Un professeur de science politique au Canada propose une réflexion stimulante sur les rapports entre cultures populaires et transformations sociales, de la révolution industrielle en Angleterre à l’Afrique subsaharienne
La crise financière et économique qui nous frappe semble avoir suscité un retour des métaphores monstrueuses. Entre les vampires de la finance et un capitalisme au comportement de zombie, le vocabulaire fantastique semble être le seul à pouvoir rendre compte de la désorientation qui est vécue par beaucoup.
Or ce recours au langage du monstre n’est pas aussi arbitraire qu’il peut y paraître et il a en réalité une histoire aussi longue que l’histoire du capitalisme lui-même.
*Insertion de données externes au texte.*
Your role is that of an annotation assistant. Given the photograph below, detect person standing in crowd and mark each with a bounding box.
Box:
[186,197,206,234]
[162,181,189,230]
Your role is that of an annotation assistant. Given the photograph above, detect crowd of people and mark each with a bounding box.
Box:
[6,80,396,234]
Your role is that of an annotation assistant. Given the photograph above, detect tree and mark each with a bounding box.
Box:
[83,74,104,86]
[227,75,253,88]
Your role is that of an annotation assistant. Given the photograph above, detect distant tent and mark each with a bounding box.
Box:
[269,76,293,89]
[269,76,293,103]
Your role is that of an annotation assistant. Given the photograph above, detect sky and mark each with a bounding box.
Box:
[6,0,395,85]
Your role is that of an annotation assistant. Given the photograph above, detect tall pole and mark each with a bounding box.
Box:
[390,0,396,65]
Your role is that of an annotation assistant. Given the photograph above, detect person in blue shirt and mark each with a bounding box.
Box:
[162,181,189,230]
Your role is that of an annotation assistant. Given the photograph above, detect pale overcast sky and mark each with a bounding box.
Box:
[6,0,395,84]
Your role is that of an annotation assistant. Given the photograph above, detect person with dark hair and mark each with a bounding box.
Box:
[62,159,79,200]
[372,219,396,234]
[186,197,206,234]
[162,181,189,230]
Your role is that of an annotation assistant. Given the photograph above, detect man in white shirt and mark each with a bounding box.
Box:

David McNally, professeur d’économie politique à l’Université York de Toronto, au Canada, et auteur précédemment d’ouvrages portant notamment sur l’histoire de la pensée économique au XVIIIe et au XIXe, propose dans son nouveau livre une très stimulante réflexion sur les formes culturelles de l’économie, et en particulier sur les rapports entre les cultures populaires et les transformations sociales.
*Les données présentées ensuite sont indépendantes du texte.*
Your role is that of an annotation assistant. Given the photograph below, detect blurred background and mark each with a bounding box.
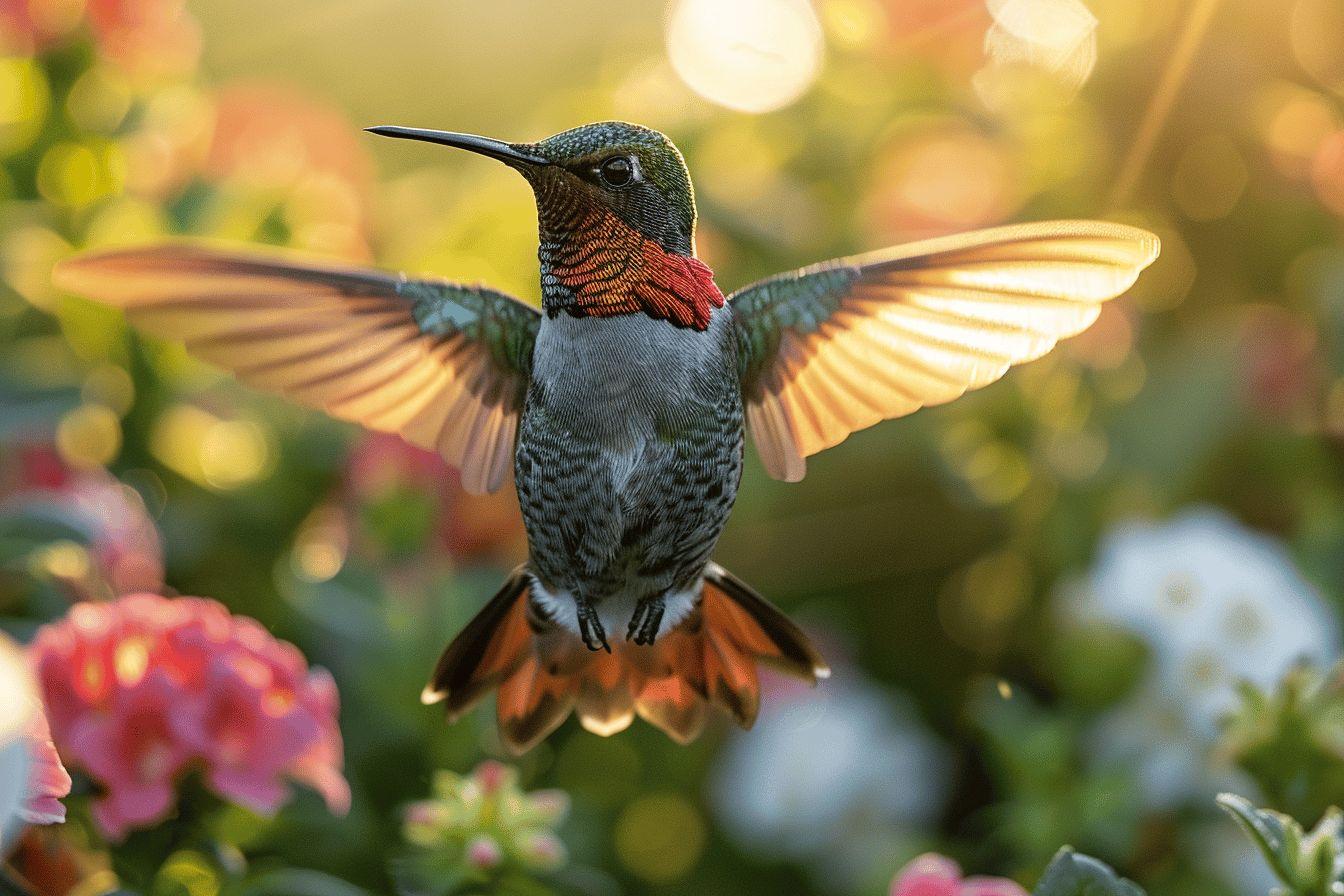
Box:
[0,0,1344,896]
En Angleterre, la révolution industrielle et le développement du capitalisme ont été rendus possibles grâce à l’arrachement à la terre de millions de ruraux et à leur transformation forcée en travailleuses et travailleurs salariés. Le travail industriel s’est accompagné d’un contrôle croissant sur les corps et d’une aliénation des produits du travail. Dans la conscience populaire ces transformations radicales, et les résistances qu’elles ont suscitées, ont souvent été traduites dans un imaginaire du fantastique et notamment du monstrueux. Le Frankenstein de Mary Shelley, publié en 1818, apparaît par exemple comme le manifeste d’une telle conscience, celle d’un corps démembré et mis au travail de force. La créature de Frankenstein serait ainsi moins le signe d’une dérive technologique, que l’apparition littéraire du corps dépossédé des travailleurs, soumis avec brutalité à un travail automatique et en apparence seulement à demi-humain. Mais, ainsi que le fait remarquer McNally, à la différence de certaines représentations cinématographiques ultérieures, la créature de Frankenstein parle: elle exprime ses souffrances et ses désirs, et ultimement sa capacité de révolte.
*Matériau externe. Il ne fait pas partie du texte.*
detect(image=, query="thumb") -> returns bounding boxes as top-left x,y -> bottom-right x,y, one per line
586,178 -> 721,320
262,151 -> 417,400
Monsters of the Market traite de bien d’autres sujets encore, des révoltes contre les dissections au XVIIIe jusqu’aux apparitions de vampires en Afrique subsaharienne contemporaine qui thématisent le développement d’une économie monétarisée, en passant par une reconstruction de la théorie du fétichisme de la marchandise. En utilisant les ressources de l’histoire des sciences, de la littérature, de l’économie politique ou encore de la linguistique, McNally propose une étude fascinante qui montre que loin de charrier les débris d’une époque prémoderne, les images monstrueuses du corps au travail sont les signes véritables d’une monstruosité très contemporaine.
David McNally, Monsters of the Market. Zombies, Vampires and Global Capitalism, Brill, Leiden, 2011.